The “Black Swan” Nature of Media and PR

Many PR professionals work by rote. Follow the formula: press releases, bylines, speaking gigs, daily blogs, site optimization. Then customers will flock to you, right? Not necessarily. Media and PR, like business and life itself, are stochastic, with many possible outcomes.

Nassim Taleb made the point in his book, The Black Swan: The Impact of the Highly Improbable.  The gist: Life is random and our best efforts to map the future with 100% precision, futile. Statistics and bell curves — a joke. Taleb demonstrates this with a software tool called the “Monte Carlo engine.” Feed the exact same data and variables into this program, and it can produce 10s of thousands of possible “futures,” any of which might come to pass.

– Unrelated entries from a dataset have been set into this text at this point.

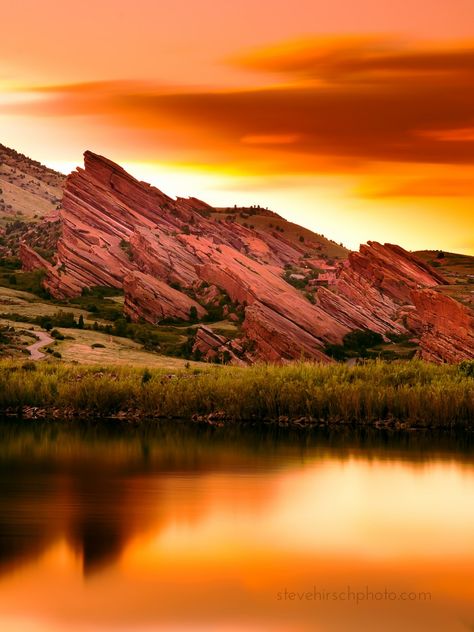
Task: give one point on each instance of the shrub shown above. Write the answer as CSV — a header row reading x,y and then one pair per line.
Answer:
x,y
467,368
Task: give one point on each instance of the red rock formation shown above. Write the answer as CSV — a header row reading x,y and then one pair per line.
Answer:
x,y
279,339
119,232
446,327
149,298
59,285
218,349
392,270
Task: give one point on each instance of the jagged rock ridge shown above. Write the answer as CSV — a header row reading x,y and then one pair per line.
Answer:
x,y
174,258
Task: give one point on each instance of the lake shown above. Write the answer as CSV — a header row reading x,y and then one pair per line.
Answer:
x,y
183,527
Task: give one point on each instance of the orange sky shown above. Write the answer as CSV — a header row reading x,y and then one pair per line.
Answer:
x,y
354,118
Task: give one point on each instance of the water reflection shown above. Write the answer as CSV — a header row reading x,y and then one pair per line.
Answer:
x,y
196,528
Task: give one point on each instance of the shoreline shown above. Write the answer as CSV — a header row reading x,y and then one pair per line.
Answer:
x,y
399,395
219,419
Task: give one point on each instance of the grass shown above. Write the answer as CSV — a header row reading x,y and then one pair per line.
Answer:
x,y
415,392
81,346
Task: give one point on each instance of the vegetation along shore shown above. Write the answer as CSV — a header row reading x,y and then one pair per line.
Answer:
x,y
399,394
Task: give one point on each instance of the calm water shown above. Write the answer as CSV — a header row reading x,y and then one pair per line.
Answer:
x,y
186,528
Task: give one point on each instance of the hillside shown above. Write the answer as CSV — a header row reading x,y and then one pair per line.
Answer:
x,y
279,291
30,198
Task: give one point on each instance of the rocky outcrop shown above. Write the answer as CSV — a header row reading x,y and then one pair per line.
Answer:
x,y
373,285
392,270
174,258
54,282
277,338
215,348
445,326
153,300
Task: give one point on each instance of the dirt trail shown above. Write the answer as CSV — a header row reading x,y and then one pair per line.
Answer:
x,y
43,340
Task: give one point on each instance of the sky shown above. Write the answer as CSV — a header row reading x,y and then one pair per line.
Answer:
x,y
354,118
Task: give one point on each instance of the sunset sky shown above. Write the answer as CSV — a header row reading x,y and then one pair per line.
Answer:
x,y
354,118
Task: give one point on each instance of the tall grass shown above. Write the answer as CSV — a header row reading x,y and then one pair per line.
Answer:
x,y
415,392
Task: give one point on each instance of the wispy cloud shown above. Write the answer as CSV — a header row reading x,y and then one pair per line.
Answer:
x,y
341,103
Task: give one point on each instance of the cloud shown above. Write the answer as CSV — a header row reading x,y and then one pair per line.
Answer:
x,y
346,102
424,187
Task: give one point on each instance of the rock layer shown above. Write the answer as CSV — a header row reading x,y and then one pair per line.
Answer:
x,y
446,327
164,253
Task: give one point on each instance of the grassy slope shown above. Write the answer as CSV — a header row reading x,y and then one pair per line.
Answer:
x,y
28,188
292,232
417,394
459,272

Because the future is random, Taleb never predicts. But he often bets on potential outcomes that go against the grain. One such was the economic meltdown, a possibility thought inconceivable and laughable by Wall Street’s best and brightest. . .until it happened. Taleb calls these events “black swans” — things that seem impossible up to the moment they become real (“all swans are white” was the rule of science til the 18th century discovery of black swans in Australia).

Black swans can be good — the Internet, the Web, and the Salk vaccine are just a few examples — but whatever their nature, they’re rarely foreseen.

In PR, great results rarely arise from doing the safe and routine, but rather by seeing opportunities everyone else overlooks, disdains or dares not try.  What about you?